More than 3000 “serious incidents’’ in which children were injured at daycare, preschools and after-school care were recorded in 2017/18.
More than 3000 “serious incidents’’ in which children were injured at daycare, preschools and after-school care were recorded in 2017/18.

Thousands of kids hurt in day care: report

MORE than 3000 Queensland babies, toddlers and pre-schoolers were seriously injured in day care - including two who died - last year, statistics show.

Data published by the Productivity Commission today reveals 3158 "serious incidents'' in daycare, preschools and after-school care during 2017/18.

Two children died and 2359 suffered a serious "injury, traumatisation or illness'' in care, with ambulances called 450 times.

Children were locked in or out of a centre, taken away without authorisation or "unaccounted for'' 347 times.

Most injuries happened in long day care centres, with 1998 "serious incidents'' compared to 885 in outside school hours care, 122 in family day care and 148 in preschools.

Nationally, four children died in day care, 12,475 suffered a serious injury, trauma or illness and 1274 children were locked in or out of centres or went missing.

The Productivity Commission report defines a serious injury as one requiring urgent medical attention from a doctor - such as a broken limb - and a serious illness as requiring a trip to hospital, such as a severe asthma attack, seizure of anaphylaxis reaction.
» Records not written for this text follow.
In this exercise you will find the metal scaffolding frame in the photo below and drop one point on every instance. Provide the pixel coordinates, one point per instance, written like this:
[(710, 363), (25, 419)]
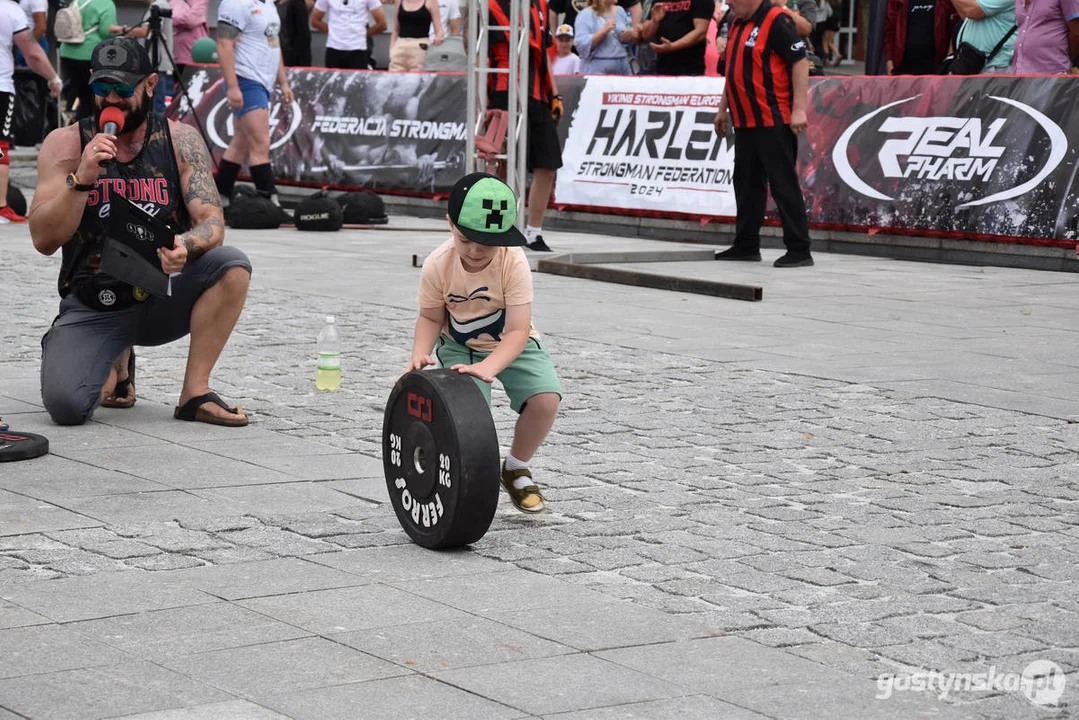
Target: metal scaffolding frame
[(479, 72)]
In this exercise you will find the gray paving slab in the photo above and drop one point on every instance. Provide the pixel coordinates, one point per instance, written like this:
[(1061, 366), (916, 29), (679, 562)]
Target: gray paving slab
[(229, 710), (104, 692), (408, 562), (21, 515), (42, 649), (58, 480), (181, 467), (592, 625), (12, 615), (575, 682), (346, 609), (177, 632), (394, 698), (270, 578), (104, 595), (261, 670), (464, 641), (491, 593), (690, 707)]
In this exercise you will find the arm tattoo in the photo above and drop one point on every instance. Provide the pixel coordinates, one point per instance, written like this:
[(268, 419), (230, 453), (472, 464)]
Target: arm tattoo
[(191, 150), (201, 233), (226, 31), (201, 194)]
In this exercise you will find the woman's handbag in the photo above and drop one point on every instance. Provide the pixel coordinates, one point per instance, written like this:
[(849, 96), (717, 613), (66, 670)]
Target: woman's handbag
[(968, 59)]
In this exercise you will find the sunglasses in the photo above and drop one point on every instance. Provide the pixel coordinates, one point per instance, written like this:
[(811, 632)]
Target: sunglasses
[(103, 89)]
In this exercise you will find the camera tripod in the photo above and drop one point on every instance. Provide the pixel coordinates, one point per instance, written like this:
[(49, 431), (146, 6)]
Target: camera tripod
[(156, 43)]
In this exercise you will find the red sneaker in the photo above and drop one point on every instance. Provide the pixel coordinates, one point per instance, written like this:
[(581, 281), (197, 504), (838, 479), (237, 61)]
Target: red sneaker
[(8, 215)]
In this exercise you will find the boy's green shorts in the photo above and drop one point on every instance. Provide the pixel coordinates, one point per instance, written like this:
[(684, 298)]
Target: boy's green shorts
[(531, 374)]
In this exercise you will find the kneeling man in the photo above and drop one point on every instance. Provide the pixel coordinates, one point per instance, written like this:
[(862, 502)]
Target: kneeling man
[(165, 167)]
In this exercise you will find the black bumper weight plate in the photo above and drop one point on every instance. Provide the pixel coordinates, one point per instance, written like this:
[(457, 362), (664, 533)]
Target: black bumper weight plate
[(22, 446), (440, 456)]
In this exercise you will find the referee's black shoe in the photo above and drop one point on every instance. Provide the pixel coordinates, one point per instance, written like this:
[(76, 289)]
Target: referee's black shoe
[(742, 254), (794, 260)]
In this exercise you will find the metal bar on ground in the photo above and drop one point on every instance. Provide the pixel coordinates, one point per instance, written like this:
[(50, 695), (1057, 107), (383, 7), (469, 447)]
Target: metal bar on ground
[(604, 274)]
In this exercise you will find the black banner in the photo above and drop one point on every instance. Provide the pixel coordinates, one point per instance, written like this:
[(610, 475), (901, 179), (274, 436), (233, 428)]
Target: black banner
[(385, 132), (980, 157)]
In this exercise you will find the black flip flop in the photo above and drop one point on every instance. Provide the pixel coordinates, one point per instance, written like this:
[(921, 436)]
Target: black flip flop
[(192, 411), (123, 394)]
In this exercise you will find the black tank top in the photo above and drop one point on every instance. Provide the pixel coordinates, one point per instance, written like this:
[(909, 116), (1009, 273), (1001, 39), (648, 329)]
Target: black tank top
[(151, 180), (413, 23)]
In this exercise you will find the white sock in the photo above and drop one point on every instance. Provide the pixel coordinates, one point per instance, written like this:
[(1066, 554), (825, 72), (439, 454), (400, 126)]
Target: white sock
[(514, 463)]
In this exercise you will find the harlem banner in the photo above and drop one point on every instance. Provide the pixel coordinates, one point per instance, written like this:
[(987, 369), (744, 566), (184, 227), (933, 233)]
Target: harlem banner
[(981, 155), (385, 132), (991, 157), (647, 146)]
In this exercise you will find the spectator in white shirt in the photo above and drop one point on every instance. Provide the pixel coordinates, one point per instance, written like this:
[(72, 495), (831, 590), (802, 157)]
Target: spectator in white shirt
[(449, 12), (349, 37), (565, 62)]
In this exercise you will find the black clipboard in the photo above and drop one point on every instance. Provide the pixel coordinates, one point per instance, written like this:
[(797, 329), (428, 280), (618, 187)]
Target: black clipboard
[(132, 240)]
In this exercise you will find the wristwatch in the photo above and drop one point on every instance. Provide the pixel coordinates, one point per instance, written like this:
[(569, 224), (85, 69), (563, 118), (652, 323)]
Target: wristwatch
[(78, 187)]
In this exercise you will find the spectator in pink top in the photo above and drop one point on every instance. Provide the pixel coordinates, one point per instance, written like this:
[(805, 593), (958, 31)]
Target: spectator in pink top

Two children died while in childcare, or following an "incident'' in childcare.

The report does not identify the cause or place of death, or give specific details of injuries, sickness or trauma.

Queensland's 2930 childcare providers breached regulations 3206 times last financial year - with the state government taking action against 82 per cent.

State Education Department records reveal it took enforcement action against five childcare centres and staff members during 2017/18.

The Courier-Mail does not suggest the actions related to serious injury or death.

In one case last year, the department forced an unnamed educator who used "inappropriate discipline'' to study a course in teaching young children to manage emotions.